The H7 tar road between Orpen Gate and Satara is recognized as one of the “big five” routes and is undoubtedly one of the best game-viewing roads in the Park. It provides the chance to see a variety of game including lion, cheetah, rhino, wildebeest, giraffe, zebra, jackal, hyena, or wild dogs, hippo, waterbuck, baboons and waterbirds.

Starting in the west, driving east towards Satara, just outside Orpen there are open plains for about  8-9 km, attracting large numbers of the plains type game, including amongst others, Blue wildebeest, impala, zebra, and giraffe.  Early mornings are good for spotting leopards, usually resting up in the bigger trees. Warthog families are common on the roadside and these open plains are also a great place to search for Black-backed jackal.

Proceeding further along you leave the open plains and along the Timbavati River it becomes extremely dense and forest-like. In the riverbed you can search for elephant and buffalo, whilst along the road you should encounter baboons. This is the most scenic part of the H7 with three viewpoints, one about 25km the other approximately 29km from Orpen gate, in Bobbejaankrans (Afrikaans for baboon cliff) and lastly Nsemani dam close to Satara. The second of these three viewpoints called Bobbejaanskrans, you can alight from your vehicle. It provides a spectacular view as you look down over the Timbavati River. Driving east from Bobbejaankrans, you re-enter open country. Along the H7 at the junction where the gravel roads S39 north and the S36 south split, well seasoned travellers through the park report excellent sightings of cheetah.

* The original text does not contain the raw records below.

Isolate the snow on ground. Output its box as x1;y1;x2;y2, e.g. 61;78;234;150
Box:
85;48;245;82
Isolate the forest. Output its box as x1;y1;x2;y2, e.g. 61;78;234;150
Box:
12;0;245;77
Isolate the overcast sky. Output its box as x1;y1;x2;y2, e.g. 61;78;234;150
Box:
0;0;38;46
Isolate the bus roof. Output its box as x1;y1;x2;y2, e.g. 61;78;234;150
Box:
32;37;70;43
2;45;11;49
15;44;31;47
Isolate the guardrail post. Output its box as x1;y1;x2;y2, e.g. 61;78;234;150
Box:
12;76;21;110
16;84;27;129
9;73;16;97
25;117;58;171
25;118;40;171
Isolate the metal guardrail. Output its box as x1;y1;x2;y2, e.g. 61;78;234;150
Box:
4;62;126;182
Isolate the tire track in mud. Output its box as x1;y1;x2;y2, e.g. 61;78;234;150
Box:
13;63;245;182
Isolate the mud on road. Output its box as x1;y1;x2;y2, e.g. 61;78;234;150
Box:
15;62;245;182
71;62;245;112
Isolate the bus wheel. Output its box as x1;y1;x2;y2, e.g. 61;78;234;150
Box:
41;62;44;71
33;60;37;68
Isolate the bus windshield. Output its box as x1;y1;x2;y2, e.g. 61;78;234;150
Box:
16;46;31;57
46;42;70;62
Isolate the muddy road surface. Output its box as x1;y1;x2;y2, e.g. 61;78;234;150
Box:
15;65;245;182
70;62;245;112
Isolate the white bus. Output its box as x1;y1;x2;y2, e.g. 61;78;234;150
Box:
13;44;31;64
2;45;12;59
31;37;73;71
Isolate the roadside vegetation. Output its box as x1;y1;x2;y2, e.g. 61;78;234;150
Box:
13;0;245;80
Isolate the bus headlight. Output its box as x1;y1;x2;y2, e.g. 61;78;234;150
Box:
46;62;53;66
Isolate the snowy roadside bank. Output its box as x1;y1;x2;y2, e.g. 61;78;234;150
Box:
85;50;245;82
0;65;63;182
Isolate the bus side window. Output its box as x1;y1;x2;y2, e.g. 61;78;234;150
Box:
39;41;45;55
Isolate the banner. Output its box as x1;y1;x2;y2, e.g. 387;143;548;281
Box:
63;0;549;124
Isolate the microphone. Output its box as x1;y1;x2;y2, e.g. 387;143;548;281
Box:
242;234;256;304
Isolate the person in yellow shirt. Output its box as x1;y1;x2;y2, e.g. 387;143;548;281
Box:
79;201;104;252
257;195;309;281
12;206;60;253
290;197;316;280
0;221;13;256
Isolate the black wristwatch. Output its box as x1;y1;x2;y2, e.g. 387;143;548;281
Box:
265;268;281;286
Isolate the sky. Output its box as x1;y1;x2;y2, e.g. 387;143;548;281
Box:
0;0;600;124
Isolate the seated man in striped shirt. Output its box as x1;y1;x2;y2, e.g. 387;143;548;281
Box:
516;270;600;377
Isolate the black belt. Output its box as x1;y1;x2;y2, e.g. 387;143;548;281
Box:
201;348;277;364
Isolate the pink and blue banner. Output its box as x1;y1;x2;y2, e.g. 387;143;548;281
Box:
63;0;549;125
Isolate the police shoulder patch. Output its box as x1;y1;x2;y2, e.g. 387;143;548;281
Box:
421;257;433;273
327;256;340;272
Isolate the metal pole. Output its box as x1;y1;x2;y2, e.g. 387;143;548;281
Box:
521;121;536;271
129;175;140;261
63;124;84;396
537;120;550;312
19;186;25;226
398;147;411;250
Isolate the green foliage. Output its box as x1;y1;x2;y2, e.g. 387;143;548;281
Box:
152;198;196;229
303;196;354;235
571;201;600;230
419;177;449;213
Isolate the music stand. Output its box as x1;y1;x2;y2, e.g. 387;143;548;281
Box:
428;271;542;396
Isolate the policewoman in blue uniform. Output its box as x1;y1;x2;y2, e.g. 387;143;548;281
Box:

The Nsemani dam, a short distance from Satara, is great for sightings of waterbuck and you generally will find hippos in or around the water along with small antelope, like steenbok and duikers. Leopards are also regularly seen in the bush surrounding the dam. Nsemani Dam is home to a great variety of birds, including Egyptian and Spurwing geese, African fish-eagles, African spoonbills, Blacksmith lapwings, Grey herons and Red-billed buffalo weavers.
Although the H7 can get rather busy, it is at least not quite as busy as the main tar roads around Skukuza or Lower Sabie in the south.

The H7 is 88 kilometers (55 miles) long.